Tahitian Hipsters
My studio in Venice faces out to a neighborhood involved in an evolution of rapid visual change. Accompanying this change is a new sense of contemporary commercial fashion and style supported on the street by the constant new flow of very styled ‘Hipsters’. From my studio second floor balcony, the ‘Hipster’ person is new, different, and fun to watch. Although, to some of the original residents this new visual is met with some discomfort. Mostly, because it didn’t fit their idea about life ‘style’.
This new discomfort reminded me of a thinking about making art that most of my friends agreed upon when were all just starting as artist in New York in the early 1980’s. It was the sense that discomfort enables us to see forward and therefore discomfort was necessary in our art in order to create the new art of the future.
Most likely, we were uncomfortable, ourselves, with the art (conceptualism and minimalism) that came immediately before us and we mischievously set out to tease the end of its reign. Many were using racial, inequality and sexual themes, and even the retired art of portraiture as a vehicle for the discomfort. Since my body of work came out during a severe illness, I was very fortunate that my theme was based on historic humor.
Tom Everhart taking a brake from painting Tahitian Hipsters.
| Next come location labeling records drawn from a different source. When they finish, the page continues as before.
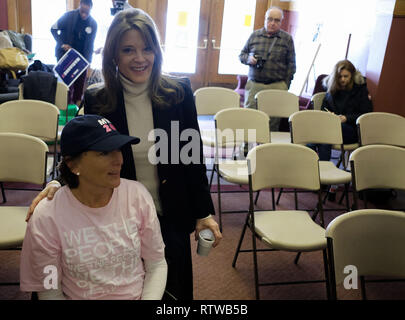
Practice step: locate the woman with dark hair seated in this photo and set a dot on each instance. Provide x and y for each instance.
(99, 238)
(347, 96)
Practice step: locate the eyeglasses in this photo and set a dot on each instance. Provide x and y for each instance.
(275, 20)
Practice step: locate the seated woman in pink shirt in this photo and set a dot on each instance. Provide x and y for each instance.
(99, 238)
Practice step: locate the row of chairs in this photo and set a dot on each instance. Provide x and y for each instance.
(306, 127)
(295, 230)
(32, 117)
(369, 240)
(23, 159)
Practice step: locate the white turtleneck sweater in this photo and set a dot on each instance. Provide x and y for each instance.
(138, 107)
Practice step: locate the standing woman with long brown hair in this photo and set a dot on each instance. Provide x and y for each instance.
(140, 100)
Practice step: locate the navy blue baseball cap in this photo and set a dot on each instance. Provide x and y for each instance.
(92, 133)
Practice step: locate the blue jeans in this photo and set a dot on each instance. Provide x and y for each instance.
(349, 133)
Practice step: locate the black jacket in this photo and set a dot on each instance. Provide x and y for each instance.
(183, 188)
(357, 103)
(63, 33)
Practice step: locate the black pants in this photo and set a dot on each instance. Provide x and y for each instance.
(349, 133)
(179, 284)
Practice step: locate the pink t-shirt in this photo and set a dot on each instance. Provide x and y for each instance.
(97, 252)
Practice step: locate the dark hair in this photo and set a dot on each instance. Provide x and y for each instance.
(332, 81)
(67, 176)
(87, 2)
(163, 90)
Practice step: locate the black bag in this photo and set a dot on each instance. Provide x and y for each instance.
(40, 85)
(379, 196)
(37, 65)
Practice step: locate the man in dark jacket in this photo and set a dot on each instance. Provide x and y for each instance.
(76, 29)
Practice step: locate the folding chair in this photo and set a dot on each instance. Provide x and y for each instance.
(370, 242)
(278, 104)
(276, 166)
(319, 127)
(22, 159)
(235, 127)
(208, 101)
(377, 167)
(317, 100)
(33, 117)
(381, 128)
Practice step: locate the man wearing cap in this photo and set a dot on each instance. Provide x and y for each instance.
(269, 52)
(76, 29)
(99, 238)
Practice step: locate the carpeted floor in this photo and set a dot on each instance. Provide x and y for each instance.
(214, 277)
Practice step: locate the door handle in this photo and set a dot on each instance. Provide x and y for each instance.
(205, 45)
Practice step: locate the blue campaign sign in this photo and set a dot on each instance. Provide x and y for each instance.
(71, 66)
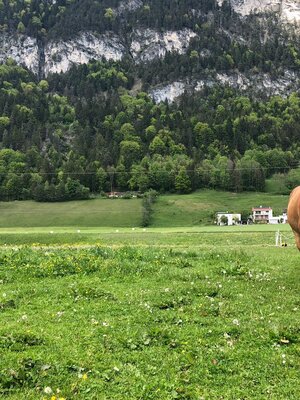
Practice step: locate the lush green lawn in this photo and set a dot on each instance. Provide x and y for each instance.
(185, 311)
(156, 314)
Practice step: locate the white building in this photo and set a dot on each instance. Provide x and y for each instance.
(262, 214)
(232, 219)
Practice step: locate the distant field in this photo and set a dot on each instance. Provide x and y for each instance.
(196, 209)
(199, 208)
(96, 212)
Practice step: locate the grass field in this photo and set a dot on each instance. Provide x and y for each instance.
(200, 207)
(118, 312)
(91, 213)
(196, 209)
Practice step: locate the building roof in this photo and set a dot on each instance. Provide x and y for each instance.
(260, 208)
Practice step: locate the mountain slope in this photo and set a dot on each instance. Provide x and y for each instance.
(86, 111)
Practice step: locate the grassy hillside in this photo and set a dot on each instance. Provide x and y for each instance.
(194, 209)
(199, 208)
(97, 212)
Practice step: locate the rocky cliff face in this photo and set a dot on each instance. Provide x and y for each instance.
(59, 56)
(143, 45)
(258, 83)
(288, 10)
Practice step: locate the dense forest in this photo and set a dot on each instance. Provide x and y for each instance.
(90, 131)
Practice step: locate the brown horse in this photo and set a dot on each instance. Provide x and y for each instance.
(293, 212)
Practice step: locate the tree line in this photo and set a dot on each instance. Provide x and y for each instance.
(85, 132)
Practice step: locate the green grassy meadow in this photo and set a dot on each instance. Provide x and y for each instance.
(196, 209)
(117, 312)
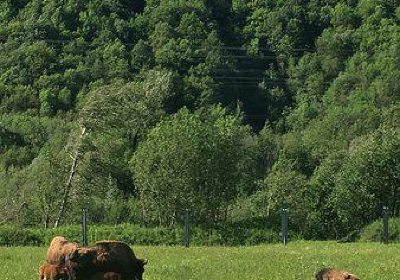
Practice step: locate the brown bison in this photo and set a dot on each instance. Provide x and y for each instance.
(54, 272)
(334, 274)
(59, 248)
(106, 256)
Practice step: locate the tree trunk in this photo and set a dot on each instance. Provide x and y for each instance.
(68, 184)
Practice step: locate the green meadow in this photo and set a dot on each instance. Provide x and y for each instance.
(297, 260)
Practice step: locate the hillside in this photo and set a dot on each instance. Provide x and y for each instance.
(233, 109)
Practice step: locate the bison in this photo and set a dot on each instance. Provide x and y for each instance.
(106, 256)
(54, 272)
(334, 274)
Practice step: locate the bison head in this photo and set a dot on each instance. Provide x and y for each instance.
(139, 269)
(55, 272)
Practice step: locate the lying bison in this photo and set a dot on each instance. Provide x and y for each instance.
(334, 274)
(54, 272)
(106, 256)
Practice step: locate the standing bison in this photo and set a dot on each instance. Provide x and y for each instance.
(334, 274)
(106, 256)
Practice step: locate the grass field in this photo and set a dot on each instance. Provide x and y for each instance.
(297, 260)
It was absolutely Sparky’s drawing line constructions that first excited me and influenced the last 26 years of my work. But, it was also the sense that doing an entire body of work visually based on only one very successful cartoon’s imagery was brand-new work. And, that it would be uncomfortable with most art professionals because it didn’t necessarily fit their idea about museum painting. It may have been the undertow of my work.
The ‘Tahitian Hipster’ paintings were produced in Tahiti on my dream-like open-air studio deck that sits 6 feet above a shallow lagoon 100 yards off shore. So the work had to be visually about the Tahitian Hipster.
Tom Everhart painting Tahitian Hipsters.
The most obvious common denominator in Hipster style seems to be contemporary headwear. Of course there are many contemporary Tahitians, but Tahitian headwear is predominately deeply rooted in centuries of tradition and history. The materials and designs of this headwear are amongst the most beautiful works of art.
The only discomfort in the Tahitian studio is losing the paint (mixed with lagoon water) from the painting tool to the strong tradewinds as it makes its way to the surface of the paper. But, in looking forward, I discovered restaurant style squeeze bottles that apply the paint directly to the surface. This explains the almost island reptile-like surface on all the works produced on this heavyweight paper.
I could explain more, but its time to return to my comfortable studio balcony. There may be a hipster going by.